La situation est d’autant plus alarmante que la faim progresse, comme le montre l’augmentation prévue des repas servis par les Restos du Cœur au cours de l’hiver 2023-2024. Les chiffres sont éloquents, passant de 142 millions l’an dernier à 170 millions prévus cette année, alors qu’à leur création en 1985, seuls 8,5 millions de repas étaient distribués. Ces alertes ne touchent pas seulement les plus vulnérables, mais s’étendent à de nombreux autres publics et concernent désormais de vastes territoires.

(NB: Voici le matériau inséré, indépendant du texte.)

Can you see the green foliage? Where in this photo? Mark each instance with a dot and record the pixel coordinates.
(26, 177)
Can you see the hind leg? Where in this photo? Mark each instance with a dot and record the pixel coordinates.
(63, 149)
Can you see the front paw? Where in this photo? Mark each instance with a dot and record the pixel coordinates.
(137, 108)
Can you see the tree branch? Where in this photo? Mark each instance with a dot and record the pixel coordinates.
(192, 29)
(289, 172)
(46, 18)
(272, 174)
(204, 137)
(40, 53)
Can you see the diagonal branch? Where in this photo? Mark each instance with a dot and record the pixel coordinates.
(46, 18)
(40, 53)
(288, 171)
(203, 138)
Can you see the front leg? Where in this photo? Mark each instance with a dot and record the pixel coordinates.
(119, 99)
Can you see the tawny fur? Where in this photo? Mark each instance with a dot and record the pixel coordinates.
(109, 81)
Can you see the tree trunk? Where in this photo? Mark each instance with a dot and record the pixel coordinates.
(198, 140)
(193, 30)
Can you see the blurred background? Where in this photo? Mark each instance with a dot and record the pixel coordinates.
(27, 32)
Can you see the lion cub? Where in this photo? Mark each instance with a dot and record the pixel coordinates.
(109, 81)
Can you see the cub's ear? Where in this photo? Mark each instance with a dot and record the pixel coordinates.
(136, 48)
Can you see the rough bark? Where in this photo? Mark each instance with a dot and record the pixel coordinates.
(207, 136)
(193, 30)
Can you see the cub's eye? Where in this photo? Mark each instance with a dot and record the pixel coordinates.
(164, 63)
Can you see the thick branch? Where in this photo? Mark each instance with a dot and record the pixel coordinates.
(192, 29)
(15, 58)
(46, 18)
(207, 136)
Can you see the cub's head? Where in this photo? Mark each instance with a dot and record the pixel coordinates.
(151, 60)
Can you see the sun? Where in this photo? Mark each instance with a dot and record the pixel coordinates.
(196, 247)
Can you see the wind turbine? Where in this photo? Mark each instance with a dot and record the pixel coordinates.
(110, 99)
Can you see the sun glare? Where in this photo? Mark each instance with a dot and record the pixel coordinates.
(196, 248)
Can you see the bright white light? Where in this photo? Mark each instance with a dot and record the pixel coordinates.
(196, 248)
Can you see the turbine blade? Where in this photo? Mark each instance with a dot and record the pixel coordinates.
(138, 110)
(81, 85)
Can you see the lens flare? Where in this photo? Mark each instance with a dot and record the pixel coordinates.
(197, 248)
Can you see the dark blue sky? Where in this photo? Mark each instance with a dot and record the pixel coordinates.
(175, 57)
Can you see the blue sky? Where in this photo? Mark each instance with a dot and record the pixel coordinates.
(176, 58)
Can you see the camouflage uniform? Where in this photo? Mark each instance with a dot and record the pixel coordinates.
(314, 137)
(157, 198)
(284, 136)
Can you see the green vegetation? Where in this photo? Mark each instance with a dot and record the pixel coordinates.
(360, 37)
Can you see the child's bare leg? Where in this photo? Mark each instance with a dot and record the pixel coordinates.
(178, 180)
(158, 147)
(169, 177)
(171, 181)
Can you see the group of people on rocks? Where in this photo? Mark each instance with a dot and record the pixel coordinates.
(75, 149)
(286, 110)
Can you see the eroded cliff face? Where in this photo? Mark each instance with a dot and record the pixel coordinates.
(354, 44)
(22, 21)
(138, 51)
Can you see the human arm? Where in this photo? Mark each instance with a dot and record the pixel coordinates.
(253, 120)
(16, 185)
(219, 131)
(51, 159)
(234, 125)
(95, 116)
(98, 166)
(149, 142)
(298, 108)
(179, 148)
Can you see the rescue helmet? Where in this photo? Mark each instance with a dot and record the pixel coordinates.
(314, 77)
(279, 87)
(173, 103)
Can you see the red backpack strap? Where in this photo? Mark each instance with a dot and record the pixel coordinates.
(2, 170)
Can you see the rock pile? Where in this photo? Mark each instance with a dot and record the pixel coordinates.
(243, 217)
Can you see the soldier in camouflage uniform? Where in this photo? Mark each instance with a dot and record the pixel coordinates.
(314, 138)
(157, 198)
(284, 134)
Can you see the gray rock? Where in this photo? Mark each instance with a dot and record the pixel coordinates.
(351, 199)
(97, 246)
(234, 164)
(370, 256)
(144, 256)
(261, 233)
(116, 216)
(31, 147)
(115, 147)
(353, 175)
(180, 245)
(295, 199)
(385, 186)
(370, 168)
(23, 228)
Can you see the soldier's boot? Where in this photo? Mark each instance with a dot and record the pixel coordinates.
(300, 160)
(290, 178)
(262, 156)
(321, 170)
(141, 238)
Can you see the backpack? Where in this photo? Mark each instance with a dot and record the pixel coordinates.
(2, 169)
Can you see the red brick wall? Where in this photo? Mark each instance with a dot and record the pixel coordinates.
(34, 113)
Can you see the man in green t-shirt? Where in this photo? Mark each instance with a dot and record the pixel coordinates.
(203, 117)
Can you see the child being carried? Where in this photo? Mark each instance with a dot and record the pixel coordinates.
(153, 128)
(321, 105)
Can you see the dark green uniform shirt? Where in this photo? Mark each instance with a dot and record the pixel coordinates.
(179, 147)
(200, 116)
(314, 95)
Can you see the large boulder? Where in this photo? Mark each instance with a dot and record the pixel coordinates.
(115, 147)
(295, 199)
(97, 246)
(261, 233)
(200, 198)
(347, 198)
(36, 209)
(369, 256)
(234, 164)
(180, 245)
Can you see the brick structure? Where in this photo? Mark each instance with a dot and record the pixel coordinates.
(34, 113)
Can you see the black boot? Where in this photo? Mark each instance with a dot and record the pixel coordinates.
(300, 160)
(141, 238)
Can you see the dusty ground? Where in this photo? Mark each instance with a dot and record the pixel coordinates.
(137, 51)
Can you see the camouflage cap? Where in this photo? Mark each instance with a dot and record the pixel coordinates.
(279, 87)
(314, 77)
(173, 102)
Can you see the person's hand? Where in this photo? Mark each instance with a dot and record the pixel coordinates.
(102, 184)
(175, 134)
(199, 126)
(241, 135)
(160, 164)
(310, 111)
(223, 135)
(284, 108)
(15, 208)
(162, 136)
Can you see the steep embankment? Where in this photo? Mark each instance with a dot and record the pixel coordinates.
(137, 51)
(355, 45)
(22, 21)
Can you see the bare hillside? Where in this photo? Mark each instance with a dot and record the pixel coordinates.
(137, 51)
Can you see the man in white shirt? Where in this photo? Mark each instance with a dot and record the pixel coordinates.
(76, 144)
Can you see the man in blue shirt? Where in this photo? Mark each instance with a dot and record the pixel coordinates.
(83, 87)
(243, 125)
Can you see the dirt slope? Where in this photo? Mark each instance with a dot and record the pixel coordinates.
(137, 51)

Les répercussions de cette crise touchent tous les secteurs de la société : les jeunes sont contraints d’abandonner leurs études faute de logement, les entreprises sont freinées dans leur recrutement ou dans le maintien de leurs salariés dans les zones où le logement abordable est rare. D’après le PDG de Nexity, la chute de la production neuve pourrait entraîner le licenciement de 300 000 personnes dans tout le secteur de l’immobilier compte tenu du contexte. Derrière ce chiffre alarmant, c’est donc bien une déstabilisation de la filière logement qui pourrait se produire et une perte de savoir-faire qui manquera cruellement en cas de relance du secteur.

La violence de la crise du logement sur les plus modestes se manifeste par le chiffre croissant du nombre d’enfants à la rue[1], la progression des expulsions locatives sans solution de relogement et le désarroi des associations d‘aide aux plus précaires.

La saturation de l’hébergement n’est plus seulement une alerte saisonnière réservée à la période hivernale, elle se vérifie tout au long de l’année. Le nombre de personnes sans solution d’hébergement s’accroît : il y avait 920 demandes d’hébergement concernant des enfants non pourvues chaque soir à l’automne 2020, 1 700 en 2022 et plus de 2 800 en octobre 2023. La pénurie d’offre d’hébergement malgré l’augmentation du nombre de places conduit à hiérarchiser la misère et parfois à organiser la rotation dans les structures d’hébergement, pour offrir un moment de répit à celles et ceux qui n’ont que la rue comme horizon.

La construction est au point mort, les acheteurs modestes ne parviennent plus à acheter, les banques prêtent bien moins qu’avant, les locataires ne trouvent plus rien à louer à des prix abordables, le logement social est saturé et la liste des demandeurs s’allonge.

Les ventes de logements connaissent une chute significative, affectant lourdement les finances locales en raison de la baisse des droits de mutation à titre onéreux perçus par les collectivités. Des départements risquent de se retrouver en grande difficulté pour assurer leurs missions, notamment celles relatives à la solidarité et aux investissements.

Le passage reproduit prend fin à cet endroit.